— Да, с такой книгой можно в подворотне и от хулиганов отбиваться.
А Татьяна Николаевна, поддержав шутливую позицию мужа, добавила:
— Такую книгу лежа в постели не почитаешь. В руке не удержишь.
Она тут же вышла в соседнюю комнату, откуда принесла тонюсенькую «роман–газету» и сказала:
— Я вот сейчас, например, читаю вот это.
Здесь я понял, что в своей книге, наверное, сильно растекся мыслью по древу, да еще и переплет с полкило добавил веса для солидности.
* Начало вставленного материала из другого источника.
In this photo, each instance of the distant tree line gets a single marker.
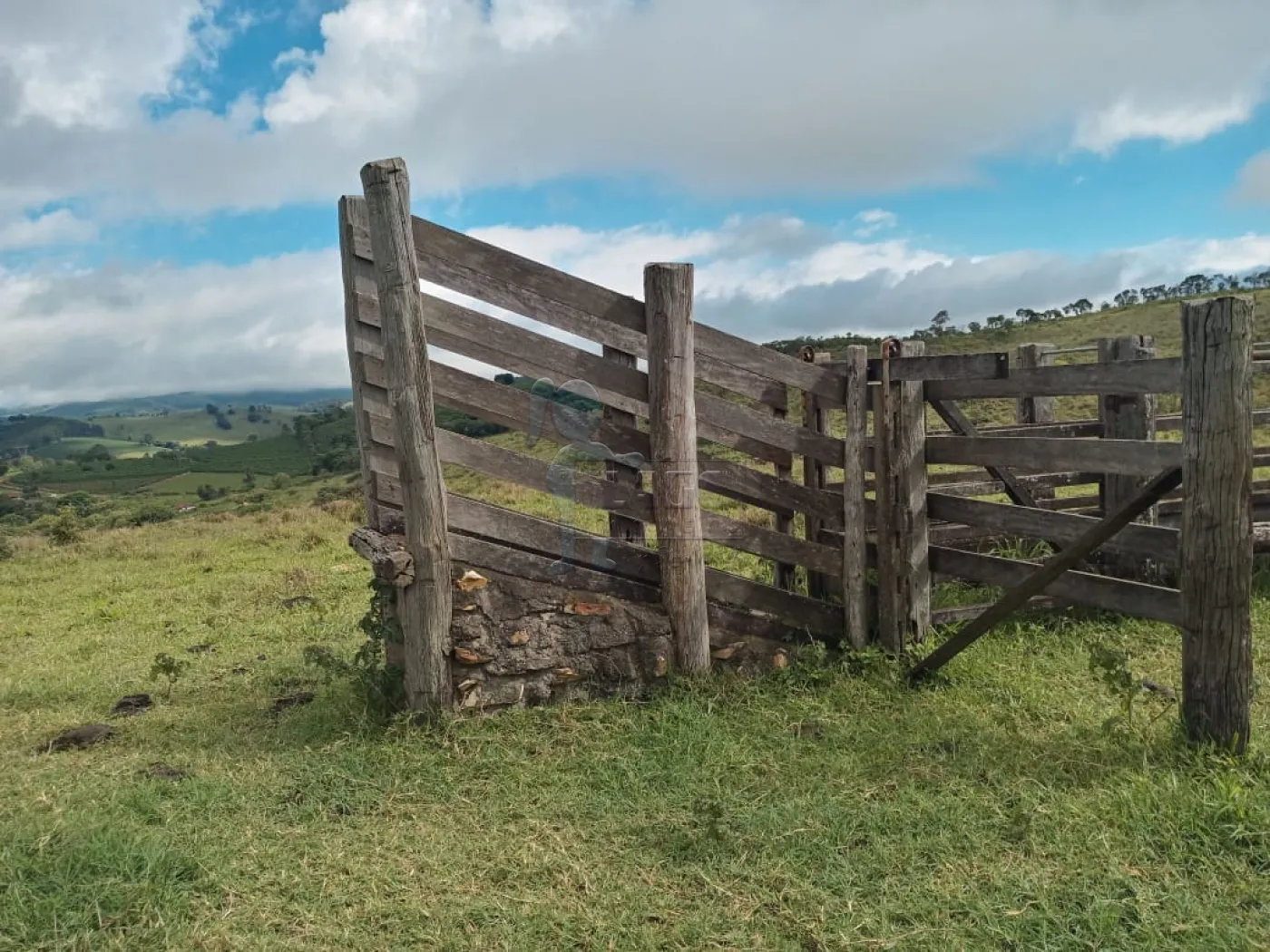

Татьяна Николаевна, взяв к себе на колени моё амбарное творение, стала пролистывать и выборочно вычитывать отдельные места. Так как я, как и любой отец своего детища неравнодушен к своему труду, то исподтишка отслеживал реакцию Татьяны Николаевны. У нее на устах царила добрая и благодушная улыбка. Затем она подняла голову от моей книги и в мою сторону протянула кулак с оттопыренным большим пальцем:
— Вот такая книга!
Я же с чувством благодарности сказал:
— Спасибо!!!
Потом Рудольф Александрович сказал:
— Я тоже прочитал ваши отрывки из книги…
Вот так замечательно пообщавшись, мы не заметили, как прошел санаторный обед, который был пропущен четой Голосовых. Однако с хорошим настроением они проводили нас к выходу из корпуса.
А через несколько месяцев Владимир Николаевич Ворошнин, побывав в Москве, от Рудольфа Александровича Голосова и его жены Татьяны Николаевны передал мне привет. И добавил, что они оба помнят меня. Интересовались, издали ли мою книгу…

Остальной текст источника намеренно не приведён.